Autenticazione phishing-resistant e riduzione dei protocolli legacyLa seconda area indicata da Microsoft riguarda i metodi di autenticazione. Nella pratica, questo significa due interventi concreti su ogni tenant: primo, abilitare metodi resistenti al phishing come le chiavi di sicurezza FIDO2 o Windows Hello for Business al posto di SMS e app authenticator basate solo su OTP, che restano vulnerabili ad attacchi MFA fatigue e a proxy AiTM (adversary-in-the-middle). Secondo, disattivare progressivamente i protocolli di autenticazione legacy (Basic Auth su Exchange, POP/IMAP non moderni) che bypassano completamente la Conditional Access basata su rischio, perché non supportano la valutazione di device compliance o segnali di rischio in tempo reale.

Un percorso pragmatico per chi parte da AD puroPer chi gestisce ancora un’infrastruttura AD-centrica, l’indicazione pratica che emerge da questo cambio di approccio è di procedere per fasi, senza inseguire una migrazione big-bang:

Distribuire Entra Connect Sync o Cloud Sync (in base alla scala e ai requisiti di PTA/Group Writeback discussi sopra) per portare le identità in Entra ID mantenendo AD come source of truth.

Attivare Conditional Access basata su rischio utente e postura del dispositivo per le applicazioni cloud, riducendo la dipendenza dal solo perimetro di rete.

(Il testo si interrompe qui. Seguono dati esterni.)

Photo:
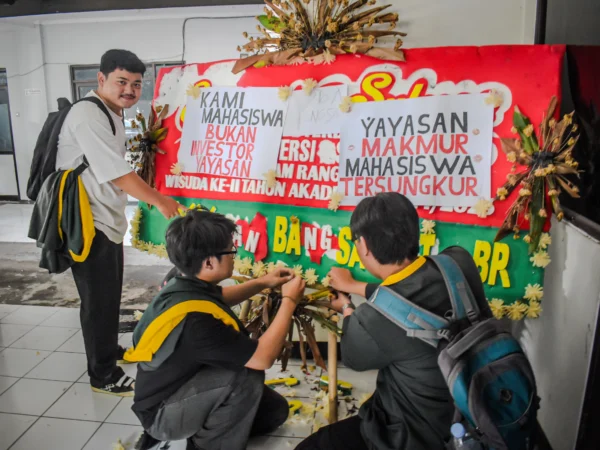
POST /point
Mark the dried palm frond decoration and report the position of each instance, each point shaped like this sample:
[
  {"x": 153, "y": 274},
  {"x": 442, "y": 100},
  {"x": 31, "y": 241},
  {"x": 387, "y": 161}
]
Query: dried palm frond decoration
[
  {"x": 548, "y": 161},
  {"x": 293, "y": 32},
  {"x": 258, "y": 313},
  {"x": 143, "y": 147}
]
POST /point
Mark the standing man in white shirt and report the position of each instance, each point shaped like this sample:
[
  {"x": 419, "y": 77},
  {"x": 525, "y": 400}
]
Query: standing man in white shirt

Migrare gli account con privilegi elevati a PIM, eliminando le assegnazioni permanenti dei ruoli critici.

Mappare quali applicazioni legacy dipendono ancora da Kerberos/NTLM puro e pianificarne la modernizzazione o l’isolamento in un segmento di rete dedicato.

Estendere la governance delle identità (lifecycle, access review periodiche) anche a utenti esterni, applicazioni registrate e, dove presenti, agenti AI con accesso a dati aziendali.

Nessuno di questi passaggi richiede di spegnere i domain controller. Il valore pratico dell’approccio ibrido è proprio questo: ridurre progressivamente la superficie d’attacco esposta dai componenti legacy, senza interrompere le applicazioni che oggi dipendono ancora da AD, fino a quando la modernizzazione di quelle stesse applicazioni non renderà possibile una dismissione più ampia.

Articolo ispirato e approfondito a partire da: Microsoft Says Active Directory Alone is No Longer Enough for Modern Identity Security, Petri IT Knowledgebase.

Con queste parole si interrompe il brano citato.